Büyük velîlerden Muhyiddîn-i Arabî (rahmetullahi teâlâ aleyh) kendinden nasîhat isteyen bir kimseye buyurdular ki: "Ey nefsinin kurtuluşunu isteyen kimse! Herşeyden önce sana lâzım olan, sana kendi ayıb ve kusûrlarını gösterecek, seni nefsine itâattan kurtaracak bir üstâd, hoca lâzımdır. Şâyet böyle bir zâtı aramak için uzak memleketlere gideceksen, sana bâzı nasîhatlerde bulunayım. O zâtı bulduğun zaman, huzûrunda, yıkayıcının elindeki meyyit, ölü gibi ol. Çünkü meyyit, yıkayıcının irâdesine göre hareket eder. Yıkayıcı onu istediği tarafa çevirir. Meyyit, yıkayıcıya aslâ îtirâz etmez.

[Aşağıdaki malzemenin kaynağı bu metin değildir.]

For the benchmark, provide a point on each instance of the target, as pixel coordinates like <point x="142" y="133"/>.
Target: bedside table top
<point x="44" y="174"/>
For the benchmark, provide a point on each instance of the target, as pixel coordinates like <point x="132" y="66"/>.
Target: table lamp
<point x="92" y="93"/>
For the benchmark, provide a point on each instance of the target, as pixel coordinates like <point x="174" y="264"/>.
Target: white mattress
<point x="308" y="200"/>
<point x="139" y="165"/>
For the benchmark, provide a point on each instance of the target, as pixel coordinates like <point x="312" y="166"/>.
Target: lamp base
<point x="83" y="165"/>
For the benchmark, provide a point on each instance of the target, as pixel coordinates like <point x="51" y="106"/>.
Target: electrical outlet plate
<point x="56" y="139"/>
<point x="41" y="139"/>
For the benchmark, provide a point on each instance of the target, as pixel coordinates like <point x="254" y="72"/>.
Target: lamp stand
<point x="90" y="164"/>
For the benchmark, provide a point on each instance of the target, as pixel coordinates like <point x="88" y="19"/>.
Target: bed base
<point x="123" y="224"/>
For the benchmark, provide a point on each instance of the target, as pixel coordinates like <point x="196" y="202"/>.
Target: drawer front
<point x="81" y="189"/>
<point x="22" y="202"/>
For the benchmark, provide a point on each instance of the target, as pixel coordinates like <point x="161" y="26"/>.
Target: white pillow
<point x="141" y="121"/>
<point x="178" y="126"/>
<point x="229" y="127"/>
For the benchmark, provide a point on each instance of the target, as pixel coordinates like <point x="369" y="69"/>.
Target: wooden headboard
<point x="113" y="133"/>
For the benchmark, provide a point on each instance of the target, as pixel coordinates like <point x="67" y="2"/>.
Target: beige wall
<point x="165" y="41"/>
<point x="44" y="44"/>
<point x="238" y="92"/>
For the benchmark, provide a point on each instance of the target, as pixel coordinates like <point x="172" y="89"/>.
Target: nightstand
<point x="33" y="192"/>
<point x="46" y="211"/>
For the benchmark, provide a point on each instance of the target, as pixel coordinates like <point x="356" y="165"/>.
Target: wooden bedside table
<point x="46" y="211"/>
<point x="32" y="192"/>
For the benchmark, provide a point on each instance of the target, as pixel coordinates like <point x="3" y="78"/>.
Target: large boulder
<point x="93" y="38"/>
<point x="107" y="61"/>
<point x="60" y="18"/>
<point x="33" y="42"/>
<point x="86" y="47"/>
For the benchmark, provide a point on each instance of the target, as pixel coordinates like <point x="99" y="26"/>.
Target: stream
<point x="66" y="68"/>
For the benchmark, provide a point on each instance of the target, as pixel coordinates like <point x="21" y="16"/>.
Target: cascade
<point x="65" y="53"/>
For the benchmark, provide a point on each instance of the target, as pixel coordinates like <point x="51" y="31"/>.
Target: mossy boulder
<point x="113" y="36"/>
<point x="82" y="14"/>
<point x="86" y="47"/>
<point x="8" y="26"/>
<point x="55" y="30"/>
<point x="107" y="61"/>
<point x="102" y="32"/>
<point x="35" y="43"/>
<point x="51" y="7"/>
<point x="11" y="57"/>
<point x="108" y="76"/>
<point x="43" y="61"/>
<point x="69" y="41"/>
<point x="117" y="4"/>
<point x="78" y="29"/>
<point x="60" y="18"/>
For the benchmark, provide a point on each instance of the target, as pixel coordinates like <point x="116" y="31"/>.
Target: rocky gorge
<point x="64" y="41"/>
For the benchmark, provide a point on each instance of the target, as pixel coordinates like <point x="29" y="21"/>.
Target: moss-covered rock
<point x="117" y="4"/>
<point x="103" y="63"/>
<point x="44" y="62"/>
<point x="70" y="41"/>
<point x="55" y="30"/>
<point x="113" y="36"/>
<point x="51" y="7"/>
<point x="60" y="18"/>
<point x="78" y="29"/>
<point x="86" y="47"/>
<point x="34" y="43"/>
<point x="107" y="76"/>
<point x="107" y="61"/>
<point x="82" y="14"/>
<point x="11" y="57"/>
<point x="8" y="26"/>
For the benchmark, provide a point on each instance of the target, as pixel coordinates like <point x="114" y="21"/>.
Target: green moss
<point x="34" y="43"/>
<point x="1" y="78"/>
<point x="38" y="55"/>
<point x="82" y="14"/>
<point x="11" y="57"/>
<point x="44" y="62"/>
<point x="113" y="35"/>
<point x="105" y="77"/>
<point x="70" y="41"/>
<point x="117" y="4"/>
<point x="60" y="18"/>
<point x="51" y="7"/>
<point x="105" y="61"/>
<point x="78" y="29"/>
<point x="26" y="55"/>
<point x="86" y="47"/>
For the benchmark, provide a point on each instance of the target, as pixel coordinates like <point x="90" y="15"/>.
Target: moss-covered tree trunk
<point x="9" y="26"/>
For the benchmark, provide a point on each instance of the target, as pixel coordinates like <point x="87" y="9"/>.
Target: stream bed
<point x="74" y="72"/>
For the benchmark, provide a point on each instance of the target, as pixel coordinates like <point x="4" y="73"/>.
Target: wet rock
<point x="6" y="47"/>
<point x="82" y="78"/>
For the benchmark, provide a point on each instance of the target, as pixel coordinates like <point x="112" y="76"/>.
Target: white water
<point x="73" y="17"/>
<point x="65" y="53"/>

Sakın hatırına o zâta karşı îtirâz gelmesin. Hâlini ondan gizleme ve onun yerine oturma. Elbisesini giyme. Onun huzûrunda, kölenin, efendisinin huzûrunda oturuşu gibi otur. Sana emrettiği şeyi yap. Sana emrettiği şeyi iyice anla ve iyi öğrenmeden o işin peşinde koşma. Ona bir rüyânı veya başka bir hâlini arz ettiğin zaman, ona cevâbını sorma, ona düşman olandan Allah için uzak dur. O düşman ile berâber olma. Arkadaşlık etme. Hocanı seveni sev ve ona yardımcı ol.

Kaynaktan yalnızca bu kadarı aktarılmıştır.